When I originally heard about NBC's new TV show Smash, I initially thought that the struggling network was attempting to do a more grown-up version of the hit TV show Glee. After watching the pilot episode off of iTunes, I stand by my initial assessment but I'm forced to add the show actually is so much more. I guarantee if you haven't heard of Smash yet, you're definitely going to very soon because it's one of those rare hits that will have people talking even though it's not typically their type of show.
I have to admit, the opening sequence of Smash’s pilot episode is cringe worthy. When the show opens, we see Katharine McPhee, dressed up glamorously on a stage singing the beginning part of Somewhere Over the Rainbow. However, after a few lines into the song we hear a phone ring and Katharine McPhee opens her eyes. Suddenly, she's now Karen Cartwright, an aspiring Broadway performer who just had her audition cut short by a phone call. She's dismissed and you can tell she failed the audition. She walks out of the audition room and so begins Smash.
Primarily Smash is about the development of a brand new Broadway play based entirely on the life of the iconic Marilyn Monroe. What sets this show apart from many others is the fact that it took a refreshing approach in his writing by not having a human antagonist. In this show circumstance is actually the villain. So instead of getting a backstabbing Broadway diva or maybe a conniving understudy what we are getting in its place is real life is the actual burden the characters must attempt to overcome. Staying true to the real life Broadway lifestyle the show made sure to create a believable stage atmosphere where not everyone likes one another, but they do respect one another professionally. This is why they are able to pull together putting aside their differences and work towards a common goal- produce a Broadway show, which for the time being they simply referred to as Marilyn.
Based on the previews I initially saw I was certain the show was going to be all about Karen (McPhee), but it’s really not.

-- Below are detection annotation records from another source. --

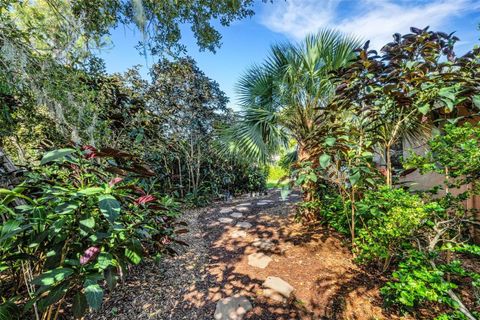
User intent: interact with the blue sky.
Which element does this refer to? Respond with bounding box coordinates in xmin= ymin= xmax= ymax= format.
xmin=101 ymin=0 xmax=480 ymax=109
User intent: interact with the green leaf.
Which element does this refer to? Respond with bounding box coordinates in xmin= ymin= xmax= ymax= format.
xmin=32 ymin=268 xmax=73 ymax=286
xmin=98 ymin=195 xmax=120 ymax=223
xmin=104 ymin=268 xmax=117 ymax=291
xmin=125 ymin=248 xmax=142 ymax=264
xmin=83 ymin=279 xmax=103 ymax=310
xmin=125 ymin=239 xmax=143 ymax=264
xmin=320 ymin=153 xmax=332 ymax=169
xmin=78 ymin=187 xmax=105 ymax=196
xmin=472 ymin=94 xmax=480 ymax=109
xmin=97 ymin=252 xmax=113 ymax=270
xmin=40 ymin=148 xmax=75 ymax=165
xmin=72 ymin=292 xmax=88 ymax=319
xmin=0 ymin=220 xmax=31 ymax=243
xmin=0 ymin=301 xmax=20 ymax=320
xmin=38 ymin=282 xmax=70 ymax=311
xmin=325 ymin=137 xmax=337 ymax=147
xmin=79 ymin=217 xmax=95 ymax=229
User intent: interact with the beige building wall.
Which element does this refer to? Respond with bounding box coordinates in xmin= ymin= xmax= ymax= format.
xmin=400 ymin=136 xmax=480 ymax=243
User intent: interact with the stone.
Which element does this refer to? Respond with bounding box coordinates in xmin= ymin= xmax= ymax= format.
xmin=237 ymin=221 xmax=252 ymax=229
xmin=230 ymin=212 xmax=243 ymax=218
xmin=263 ymin=289 xmax=287 ymax=303
xmin=232 ymin=230 xmax=247 ymax=239
xmin=248 ymin=252 xmax=272 ymax=269
xmin=213 ymin=295 xmax=252 ymax=320
xmin=263 ymin=276 xmax=294 ymax=299
xmin=218 ymin=218 xmax=233 ymax=223
xmin=252 ymin=238 xmax=275 ymax=251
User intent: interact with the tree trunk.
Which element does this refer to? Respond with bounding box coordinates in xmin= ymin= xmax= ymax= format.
xmin=385 ymin=145 xmax=392 ymax=187
xmin=298 ymin=142 xmax=316 ymax=222
xmin=0 ymin=147 xmax=18 ymax=188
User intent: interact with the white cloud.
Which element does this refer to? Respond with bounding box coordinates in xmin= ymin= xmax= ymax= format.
xmin=261 ymin=0 xmax=480 ymax=47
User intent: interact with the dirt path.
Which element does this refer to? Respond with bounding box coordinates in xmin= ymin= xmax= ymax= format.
xmin=90 ymin=192 xmax=402 ymax=320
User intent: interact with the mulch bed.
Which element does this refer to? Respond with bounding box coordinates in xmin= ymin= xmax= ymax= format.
xmin=87 ymin=192 xmax=412 ymax=320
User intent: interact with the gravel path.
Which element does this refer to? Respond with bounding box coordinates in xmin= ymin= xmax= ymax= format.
xmin=87 ymin=192 xmax=298 ymax=320
xmin=87 ymin=191 xmax=397 ymax=320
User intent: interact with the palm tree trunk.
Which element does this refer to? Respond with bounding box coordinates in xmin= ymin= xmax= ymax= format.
xmin=385 ymin=144 xmax=392 ymax=187
xmin=0 ymin=147 xmax=18 ymax=188
xmin=298 ymin=142 xmax=316 ymax=222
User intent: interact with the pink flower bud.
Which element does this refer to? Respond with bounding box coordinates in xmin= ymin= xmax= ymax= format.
xmin=108 ymin=177 xmax=123 ymax=188
xmin=135 ymin=194 xmax=157 ymax=205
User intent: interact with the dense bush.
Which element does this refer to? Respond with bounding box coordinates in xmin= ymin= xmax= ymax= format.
xmin=0 ymin=147 xmax=179 ymax=318
xmin=355 ymin=186 xmax=443 ymax=270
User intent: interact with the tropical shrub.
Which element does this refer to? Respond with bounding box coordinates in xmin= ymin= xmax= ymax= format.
xmin=355 ymin=186 xmax=443 ymax=270
xmin=0 ymin=147 xmax=179 ymax=318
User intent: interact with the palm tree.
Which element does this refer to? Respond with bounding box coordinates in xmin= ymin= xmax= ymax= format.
xmin=227 ymin=30 xmax=360 ymax=212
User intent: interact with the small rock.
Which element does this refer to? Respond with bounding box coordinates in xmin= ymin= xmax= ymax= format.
xmin=252 ymin=238 xmax=275 ymax=251
xmin=237 ymin=221 xmax=252 ymax=229
xmin=263 ymin=289 xmax=287 ymax=303
xmin=213 ymin=295 xmax=252 ymax=320
xmin=248 ymin=252 xmax=272 ymax=269
xmin=230 ymin=212 xmax=243 ymax=218
xmin=263 ymin=276 xmax=293 ymax=298
xmin=232 ymin=230 xmax=247 ymax=238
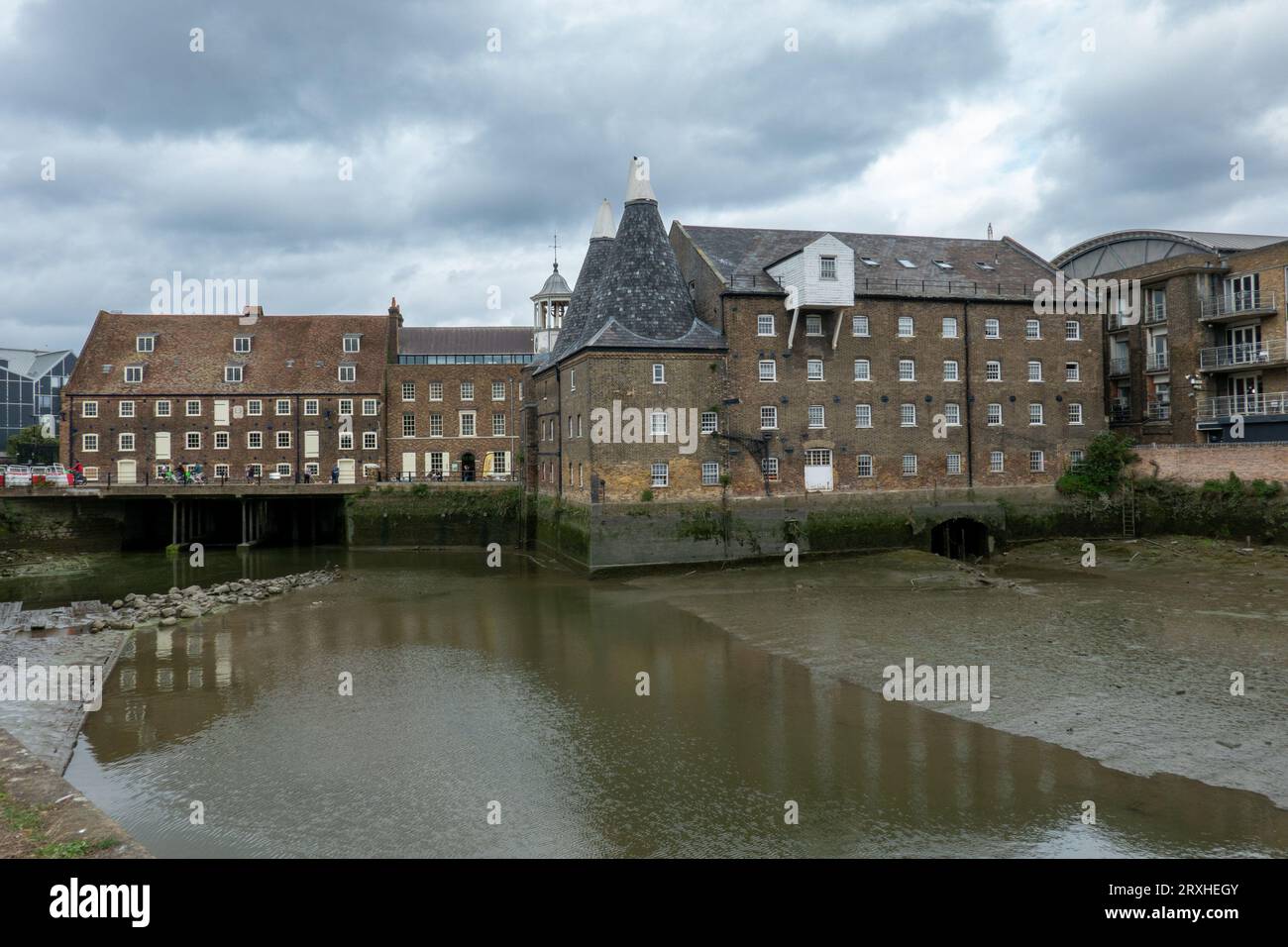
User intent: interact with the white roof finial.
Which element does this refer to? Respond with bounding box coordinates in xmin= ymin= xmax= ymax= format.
xmin=590 ymin=197 xmax=617 ymax=240
xmin=626 ymin=158 xmax=657 ymax=201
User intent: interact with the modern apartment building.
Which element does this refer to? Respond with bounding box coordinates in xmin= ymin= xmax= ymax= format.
xmin=1053 ymin=231 xmax=1288 ymax=443
xmin=0 ymin=348 xmax=76 ymax=455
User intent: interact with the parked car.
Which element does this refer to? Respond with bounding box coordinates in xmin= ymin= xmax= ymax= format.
xmin=31 ymin=464 xmax=72 ymax=487
xmin=4 ymin=464 xmax=31 ymax=487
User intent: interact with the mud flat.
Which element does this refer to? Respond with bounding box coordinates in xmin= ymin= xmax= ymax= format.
xmin=0 ymin=570 xmax=336 ymax=773
xmin=630 ymin=539 xmax=1288 ymax=808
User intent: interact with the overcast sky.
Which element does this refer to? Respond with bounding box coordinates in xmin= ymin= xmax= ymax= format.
xmin=0 ymin=0 xmax=1288 ymax=351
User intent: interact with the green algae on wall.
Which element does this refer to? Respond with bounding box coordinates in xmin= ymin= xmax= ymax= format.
xmin=345 ymin=487 xmax=522 ymax=546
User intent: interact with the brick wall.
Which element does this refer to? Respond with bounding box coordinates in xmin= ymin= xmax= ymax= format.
xmin=385 ymin=365 xmax=523 ymax=479
xmin=1132 ymin=443 xmax=1288 ymax=483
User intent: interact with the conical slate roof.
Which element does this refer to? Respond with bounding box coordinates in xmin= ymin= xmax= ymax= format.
xmin=579 ymin=162 xmax=720 ymax=347
xmin=550 ymin=198 xmax=617 ymax=361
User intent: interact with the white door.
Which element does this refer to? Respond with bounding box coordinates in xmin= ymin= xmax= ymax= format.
xmin=805 ymin=450 xmax=832 ymax=493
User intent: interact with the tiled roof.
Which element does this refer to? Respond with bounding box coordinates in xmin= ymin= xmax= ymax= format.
xmin=67 ymin=312 xmax=396 ymax=395
xmin=398 ymin=326 xmax=532 ymax=356
xmin=677 ymin=223 xmax=1053 ymax=295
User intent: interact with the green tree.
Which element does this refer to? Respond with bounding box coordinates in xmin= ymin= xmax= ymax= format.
xmin=1055 ymin=430 xmax=1138 ymax=496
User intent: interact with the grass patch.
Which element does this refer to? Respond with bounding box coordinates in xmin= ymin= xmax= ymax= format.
xmin=0 ymin=789 xmax=121 ymax=858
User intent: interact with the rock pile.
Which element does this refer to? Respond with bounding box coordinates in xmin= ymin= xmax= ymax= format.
xmin=89 ymin=567 xmax=339 ymax=631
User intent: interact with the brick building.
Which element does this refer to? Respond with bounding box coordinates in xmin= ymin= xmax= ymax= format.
xmin=61 ymin=309 xmax=400 ymax=483
xmin=385 ymin=329 xmax=533 ymax=480
xmin=527 ymin=164 xmax=1105 ymax=502
xmin=1055 ymin=231 xmax=1288 ymax=443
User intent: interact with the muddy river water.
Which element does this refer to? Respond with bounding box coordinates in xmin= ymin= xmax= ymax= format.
xmin=0 ymin=549 xmax=1288 ymax=857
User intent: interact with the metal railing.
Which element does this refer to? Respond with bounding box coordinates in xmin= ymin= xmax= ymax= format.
xmin=1195 ymin=391 xmax=1288 ymax=421
xmin=1199 ymin=290 xmax=1279 ymax=320
xmin=1199 ymin=339 xmax=1288 ymax=371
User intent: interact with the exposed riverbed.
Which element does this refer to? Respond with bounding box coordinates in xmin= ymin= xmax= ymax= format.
xmin=0 ymin=541 xmax=1267 ymax=857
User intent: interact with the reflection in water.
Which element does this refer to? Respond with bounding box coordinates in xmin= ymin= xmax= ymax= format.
xmin=57 ymin=553 xmax=1288 ymax=856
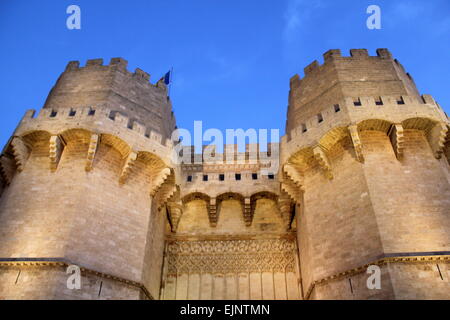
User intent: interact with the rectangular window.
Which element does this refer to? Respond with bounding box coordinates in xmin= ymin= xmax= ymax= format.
xmin=375 ymin=97 xmax=383 ymax=106
xmin=317 ymin=113 xmax=323 ymax=123
xmin=353 ymin=98 xmax=361 ymax=107
xmin=302 ymin=123 xmax=308 ymax=132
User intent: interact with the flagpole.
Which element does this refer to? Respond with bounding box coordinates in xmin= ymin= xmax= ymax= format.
xmin=169 ymin=67 xmax=173 ymax=98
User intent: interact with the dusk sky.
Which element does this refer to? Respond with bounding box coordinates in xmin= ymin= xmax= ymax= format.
xmin=0 ymin=0 xmax=450 ymax=146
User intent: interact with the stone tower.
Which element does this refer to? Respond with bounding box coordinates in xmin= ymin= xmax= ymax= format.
xmin=0 ymin=49 xmax=450 ymax=299
xmin=0 ymin=58 xmax=175 ymax=299
xmin=281 ymin=49 xmax=450 ymax=299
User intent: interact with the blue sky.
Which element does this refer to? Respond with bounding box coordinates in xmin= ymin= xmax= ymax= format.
xmin=0 ymin=0 xmax=450 ymax=146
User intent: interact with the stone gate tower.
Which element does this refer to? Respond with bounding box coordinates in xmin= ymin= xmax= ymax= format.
xmin=0 ymin=49 xmax=450 ymax=299
xmin=0 ymin=58 xmax=175 ymax=299
xmin=281 ymin=49 xmax=450 ymax=299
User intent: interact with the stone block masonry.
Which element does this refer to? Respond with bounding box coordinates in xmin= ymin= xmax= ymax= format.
xmin=0 ymin=49 xmax=450 ymax=300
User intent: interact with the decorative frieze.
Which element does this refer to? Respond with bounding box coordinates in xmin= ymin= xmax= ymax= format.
xmin=313 ymin=145 xmax=333 ymax=180
xmin=167 ymin=239 xmax=296 ymax=276
xmin=49 ymin=136 xmax=64 ymax=172
xmin=388 ymin=123 xmax=404 ymax=160
xmin=85 ymin=134 xmax=99 ymax=172
xmin=348 ymin=125 xmax=364 ymax=162
xmin=119 ymin=151 xmax=137 ymax=184
xmin=11 ymin=137 xmax=30 ymax=172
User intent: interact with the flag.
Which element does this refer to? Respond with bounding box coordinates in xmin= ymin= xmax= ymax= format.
xmin=164 ymin=70 xmax=172 ymax=85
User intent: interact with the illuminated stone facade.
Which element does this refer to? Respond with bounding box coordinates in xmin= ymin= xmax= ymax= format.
xmin=0 ymin=49 xmax=450 ymax=299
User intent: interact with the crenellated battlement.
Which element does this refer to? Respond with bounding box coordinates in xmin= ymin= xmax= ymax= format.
xmin=44 ymin=58 xmax=176 ymax=139
xmin=286 ymin=49 xmax=428 ymax=133
xmin=291 ymin=49 xmax=392 ymax=83
xmin=65 ymin=58 xmax=167 ymax=91
xmin=180 ymin=143 xmax=280 ymax=170
xmin=281 ymin=94 xmax=450 ymax=163
xmin=0 ymin=49 xmax=450 ymax=299
xmin=15 ymin=105 xmax=173 ymax=165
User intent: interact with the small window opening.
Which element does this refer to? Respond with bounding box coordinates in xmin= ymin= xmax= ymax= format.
xmin=302 ymin=123 xmax=308 ymax=132
xmin=317 ymin=113 xmax=323 ymax=123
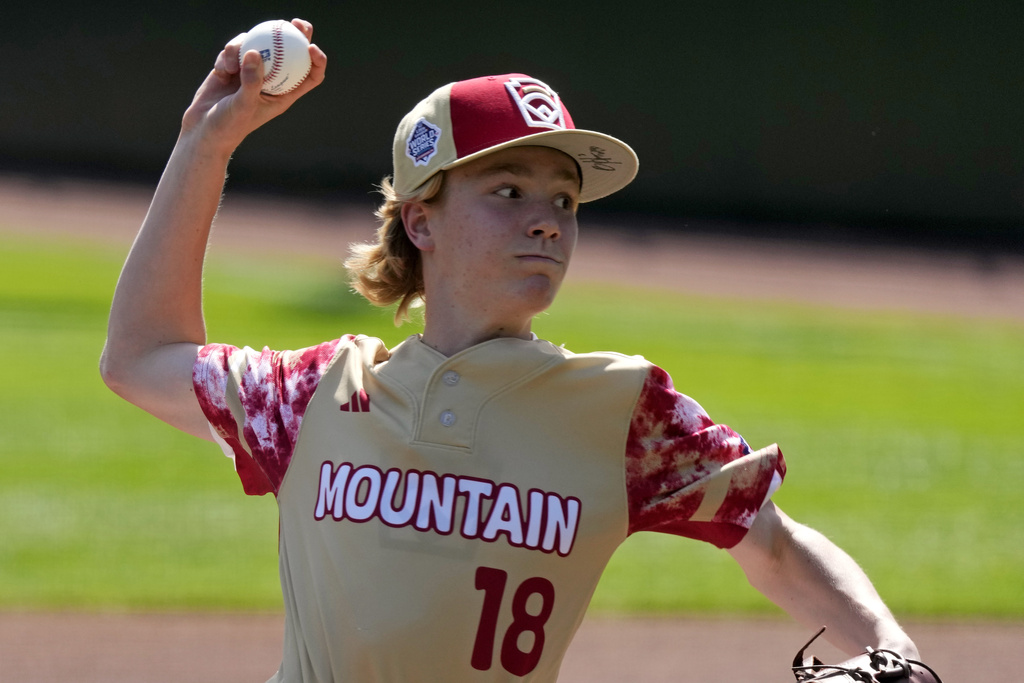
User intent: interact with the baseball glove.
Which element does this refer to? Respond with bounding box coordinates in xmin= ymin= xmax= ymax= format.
xmin=793 ymin=628 xmax=942 ymax=683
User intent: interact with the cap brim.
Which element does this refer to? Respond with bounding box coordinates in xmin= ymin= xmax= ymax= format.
xmin=441 ymin=128 xmax=640 ymax=203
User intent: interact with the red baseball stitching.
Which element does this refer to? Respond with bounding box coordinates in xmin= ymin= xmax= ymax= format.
xmin=263 ymin=23 xmax=285 ymax=83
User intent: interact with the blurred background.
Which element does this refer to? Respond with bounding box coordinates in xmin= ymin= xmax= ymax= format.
xmin=8 ymin=0 xmax=1024 ymax=250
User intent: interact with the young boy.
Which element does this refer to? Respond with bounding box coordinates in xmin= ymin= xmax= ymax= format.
xmin=101 ymin=19 xmax=916 ymax=682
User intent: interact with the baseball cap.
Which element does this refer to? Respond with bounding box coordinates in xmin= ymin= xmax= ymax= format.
xmin=392 ymin=74 xmax=639 ymax=202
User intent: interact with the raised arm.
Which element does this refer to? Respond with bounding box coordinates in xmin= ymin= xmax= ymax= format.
xmin=729 ymin=501 xmax=919 ymax=659
xmin=100 ymin=19 xmax=327 ymax=438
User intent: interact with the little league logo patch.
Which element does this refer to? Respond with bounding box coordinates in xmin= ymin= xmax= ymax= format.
xmin=505 ymin=78 xmax=565 ymax=130
xmin=406 ymin=119 xmax=441 ymax=166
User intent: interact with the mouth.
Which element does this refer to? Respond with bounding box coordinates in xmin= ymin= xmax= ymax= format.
xmin=516 ymin=254 xmax=563 ymax=265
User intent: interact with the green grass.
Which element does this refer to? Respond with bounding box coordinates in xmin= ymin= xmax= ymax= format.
xmin=0 ymin=233 xmax=1024 ymax=617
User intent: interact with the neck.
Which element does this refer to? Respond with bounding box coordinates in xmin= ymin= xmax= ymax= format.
xmin=423 ymin=306 xmax=532 ymax=356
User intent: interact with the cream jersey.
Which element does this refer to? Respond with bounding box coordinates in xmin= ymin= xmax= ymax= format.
xmin=194 ymin=336 xmax=785 ymax=683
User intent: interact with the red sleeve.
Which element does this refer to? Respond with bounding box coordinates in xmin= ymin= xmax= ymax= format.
xmin=626 ymin=367 xmax=785 ymax=548
xmin=193 ymin=336 xmax=352 ymax=496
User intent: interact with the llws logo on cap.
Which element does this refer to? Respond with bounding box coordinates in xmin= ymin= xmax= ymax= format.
xmin=505 ymin=78 xmax=565 ymax=130
xmin=406 ymin=119 xmax=441 ymax=166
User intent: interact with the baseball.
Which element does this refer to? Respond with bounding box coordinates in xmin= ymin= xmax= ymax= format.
xmin=239 ymin=19 xmax=312 ymax=95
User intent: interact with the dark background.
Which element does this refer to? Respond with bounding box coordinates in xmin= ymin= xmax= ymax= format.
xmin=8 ymin=0 xmax=1024 ymax=251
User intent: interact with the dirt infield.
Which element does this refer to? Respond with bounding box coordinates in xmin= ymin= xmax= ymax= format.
xmin=6 ymin=177 xmax=1024 ymax=683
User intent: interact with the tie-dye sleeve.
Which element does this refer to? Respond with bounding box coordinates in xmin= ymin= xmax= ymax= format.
xmin=193 ymin=337 xmax=352 ymax=496
xmin=626 ymin=367 xmax=785 ymax=548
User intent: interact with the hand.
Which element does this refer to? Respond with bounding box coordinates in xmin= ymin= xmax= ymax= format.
xmin=181 ymin=19 xmax=327 ymax=153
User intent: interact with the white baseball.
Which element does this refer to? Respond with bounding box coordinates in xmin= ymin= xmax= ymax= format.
xmin=239 ymin=19 xmax=312 ymax=95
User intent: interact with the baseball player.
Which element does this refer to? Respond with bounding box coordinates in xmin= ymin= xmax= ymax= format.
xmin=101 ymin=19 xmax=918 ymax=683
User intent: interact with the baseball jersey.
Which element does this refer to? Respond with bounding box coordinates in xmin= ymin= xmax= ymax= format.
xmin=194 ymin=336 xmax=785 ymax=683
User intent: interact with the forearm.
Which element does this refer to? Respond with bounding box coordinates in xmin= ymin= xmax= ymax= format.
xmin=733 ymin=504 xmax=918 ymax=658
xmin=108 ymin=134 xmax=227 ymax=356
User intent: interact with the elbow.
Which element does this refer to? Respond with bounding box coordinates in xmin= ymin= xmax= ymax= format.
xmin=99 ymin=344 xmax=130 ymax=397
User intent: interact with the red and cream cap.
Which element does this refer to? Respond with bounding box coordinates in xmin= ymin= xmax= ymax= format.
xmin=392 ymin=74 xmax=639 ymax=202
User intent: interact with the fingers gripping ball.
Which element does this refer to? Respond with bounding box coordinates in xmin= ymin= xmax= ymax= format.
xmin=239 ymin=19 xmax=312 ymax=95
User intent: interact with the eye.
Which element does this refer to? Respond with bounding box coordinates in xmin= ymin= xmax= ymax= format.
xmin=555 ymin=195 xmax=575 ymax=211
xmin=495 ymin=185 xmax=522 ymax=200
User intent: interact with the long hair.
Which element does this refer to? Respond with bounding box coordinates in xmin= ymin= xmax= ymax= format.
xmin=345 ymin=171 xmax=444 ymax=326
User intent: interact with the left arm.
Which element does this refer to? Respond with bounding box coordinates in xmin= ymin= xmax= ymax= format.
xmin=729 ymin=501 xmax=920 ymax=659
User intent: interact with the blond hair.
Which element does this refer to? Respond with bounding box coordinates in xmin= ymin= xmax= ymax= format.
xmin=345 ymin=171 xmax=444 ymax=326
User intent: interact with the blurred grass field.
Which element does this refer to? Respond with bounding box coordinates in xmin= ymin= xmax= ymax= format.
xmin=0 ymin=231 xmax=1024 ymax=618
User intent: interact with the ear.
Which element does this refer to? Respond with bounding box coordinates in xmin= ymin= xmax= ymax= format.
xmin=401 ymin=202 xmax=434 ymax=251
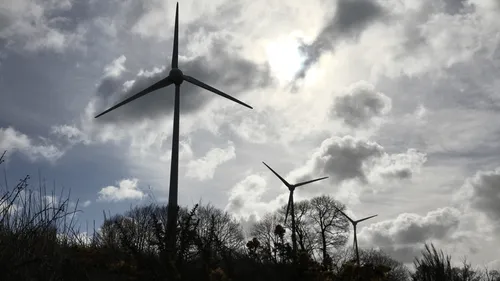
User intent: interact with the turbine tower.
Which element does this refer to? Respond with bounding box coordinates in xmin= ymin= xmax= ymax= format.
xmin=262 ymin=162 xmax=328 ymax=262
xmin=335 ymin=207 xmax=378 ymax=267
xmin=95 ymin=2 xmax=252 ymax=253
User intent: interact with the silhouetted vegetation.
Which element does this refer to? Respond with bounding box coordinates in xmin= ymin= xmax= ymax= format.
xmin=0 ymin=151 xmax=500 ymax=281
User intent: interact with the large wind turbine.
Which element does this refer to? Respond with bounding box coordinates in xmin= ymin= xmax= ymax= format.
xmin=335 ymin=207 xmax=377 ymax=267
xmin=95 ymin=2 xmax=252 ymax=253
xmin=262 ymin=162 xmax=328 ymax=261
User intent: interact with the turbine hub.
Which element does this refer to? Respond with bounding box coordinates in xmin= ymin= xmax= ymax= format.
xmin=168 ymin=68 xmax=184 ymax=85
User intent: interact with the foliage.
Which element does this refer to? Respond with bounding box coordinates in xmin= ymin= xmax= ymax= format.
xmin=0 ymin=149 xmax=500 ymax=281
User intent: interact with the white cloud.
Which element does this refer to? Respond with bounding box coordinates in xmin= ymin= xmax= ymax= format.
xmin=98 ymin=178 xmax=146 ymax=202
xmin=0 ymin=0 xmax=86 ymax=52
xmin=332 ymin=81 xmax=392 ymax=127
xmin=455 ymin=168 xmax=500 ymax=225
xmin=226 ymin=175 xmax=269 ymax=218
xmin=0 ymin=127 xmax=64 ymax=161
xmin=82 ymin=200 xmax=92 ymax=208
xmin=292 ymin=135 xmax=426 ymax=184
xmin=104 ymin=55 xmax=127 ymax=77
xmin=186 ymin=142 xmax=236 ymax=181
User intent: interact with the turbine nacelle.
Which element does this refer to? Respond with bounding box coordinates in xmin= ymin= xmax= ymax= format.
xmin=262 ymin=162 xmax=328 ymax=224
xmin=168 ymin=68 xmax=184 ymax=86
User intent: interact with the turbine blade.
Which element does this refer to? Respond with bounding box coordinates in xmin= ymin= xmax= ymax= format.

The show actually is about the entire team, and what each of them is forced to go through in a personal and professional level to try to make the show a success. Julia Houston (Debra Messing) has one of the more interesting back stories. Her character is attempting to juggle the demands of co-writing the show with the demands of her home life, which when the story starts is a bit hectic as she and her husband are attempting to adopt a child into their home. Tom Levitt (Christian Borle), the show's other co-writer, is attempting to get past a rocky professional past with the show's new director, Derek Wills (Jack Davenprt. Finally, there is Eileen Rand (Angelica Huston), the show's producer whose messy divorce proceedings may end up putting a financial clamp on the entire project before it ever really begins to take off.
What is perhaps the best part of the show, however, is the dynamic between the two women who aspire to be the show's Marilyn Monroe. Katharine McPhee as Karen Cartwright is a likable 24-year-old from Iowa who's extremely talented and beautiful but her resume is very green. Then you have Ivy Lynn (Megan Hilty) and equally likable, hard-working blonde bombshell with loads of experience who on the surface seems to be custom-built for the role of Marilyn. This dynamic is the one I will be watching closely because its development is what will either make Smash an actual Smash or a show that in 3 years very few people will remember.
While both women are up for the part, I think it plausible that reviewers will be split as for as which character they want to get the role. It's very easy to try to say Karen should get the role because after all she’s the adorable underdog and Ivy the conniving veteran- but in fact in a way both women can be viewed as underdogs. As the show unfolds I can't help but imagine fans of the show playing out a Twilight-like scenario with “Team-Karen” or “Team-Ivy”. NBC has a rare gem here with Smash and if they boggle it like they have other shows in the past it can be the nail in the coffin for NBC or if they leave alone and support it like other networks do their own shows it has the potential of becoming a flagship show and undoubtedly NBC's most talked about show in over a decade.
Smash is set to premiere on NBC the Monday following the Super Bowl.